Sebelius was nominated for health secretary after President Barack Obama’s first choice, former Sen. Tom Daschle, dropped out after failing to pay more than $100,000 in income taxes on free limo rides provided by a friend and Democratic donor.
But the committee’s reaction to Sebelius’ tax issue was much different that the reaction to Daschle. In attempt to show he didn't consider her nomination in jeopardy, Finance Committee Chairman Max Baucus (D-Mont.) quickly issued a statement calling for quick action on Sebelius’ bid to serve as health secretary.
“Congress is going to need a strong partner at the Department of Health and Human Services to achieve comprehensive health reform this year, and we have that partner in Governor Sebelius,” said Baucus. “There is absolutely no doubt in my mind that Governor Sebelius has the political experience, determination, and bipartisan work ethic to get the job done with Congress this year. She’s the right person for the job and I look forward to hearing from her at the Finance Committee’s hearing on Thursday.”

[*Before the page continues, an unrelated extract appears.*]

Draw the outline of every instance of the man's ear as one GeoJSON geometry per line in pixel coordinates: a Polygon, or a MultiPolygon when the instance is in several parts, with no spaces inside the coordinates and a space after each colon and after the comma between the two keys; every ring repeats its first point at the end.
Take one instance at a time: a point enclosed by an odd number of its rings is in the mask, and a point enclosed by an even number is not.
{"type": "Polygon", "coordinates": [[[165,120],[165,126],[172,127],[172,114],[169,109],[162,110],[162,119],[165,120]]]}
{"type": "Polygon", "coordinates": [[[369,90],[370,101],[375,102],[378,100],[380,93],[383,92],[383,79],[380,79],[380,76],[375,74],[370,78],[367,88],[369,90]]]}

The details about Sebelius' back taxes emerged several hours after she testified before the Senate Health, Education, Labor and Pensions Committee, which hears testimony from the HHS nominee as a courtesy but does not vote on whether to send the nomination to the Senate. That power rests with the Finance Committee, which conducts a thorough review of the nominees' records.
In her letter to the Finance Committee, Sebelius said she and her husband hired a certified public accountant to review their tax returns for 2005, 2006 and 2007.
“That evaluation revealed unintentional errors, which we immediately corrected by filing amended returns,” Sebelius wrote.
She paid $7,040 in additional taxes and $878 in interest, Sebelius said.
Regarding charitable contributions of more than $250, she said she could not locate acknowledgment letters from the organizations on three out of 49 donations made in those three years. Sebelius eliminated the deductions, she said.
Sebelius said she sold her home in Topeka, Kan., for an amount less than the outstanding balance on the mortgage. She continued paying off the loan and the interest for which they continued to claim a deduction.
“Another loan for home improvements was treated similarly,” she wrote. “These errors were corrected in our amended returns.”
With the business expenses, Sebelius said she discovered “insufficient documentation required to claim some of our tax deductions for business expenses.”
Baucus and Iowa Sen. Charles Grassley, the ranking Republican on the Finance Committee, appeared to otherwise give her a clean bill of health. In a letter to Sebelius, the senators said “no additional items were identified that needed to be addressed as a result of our review.”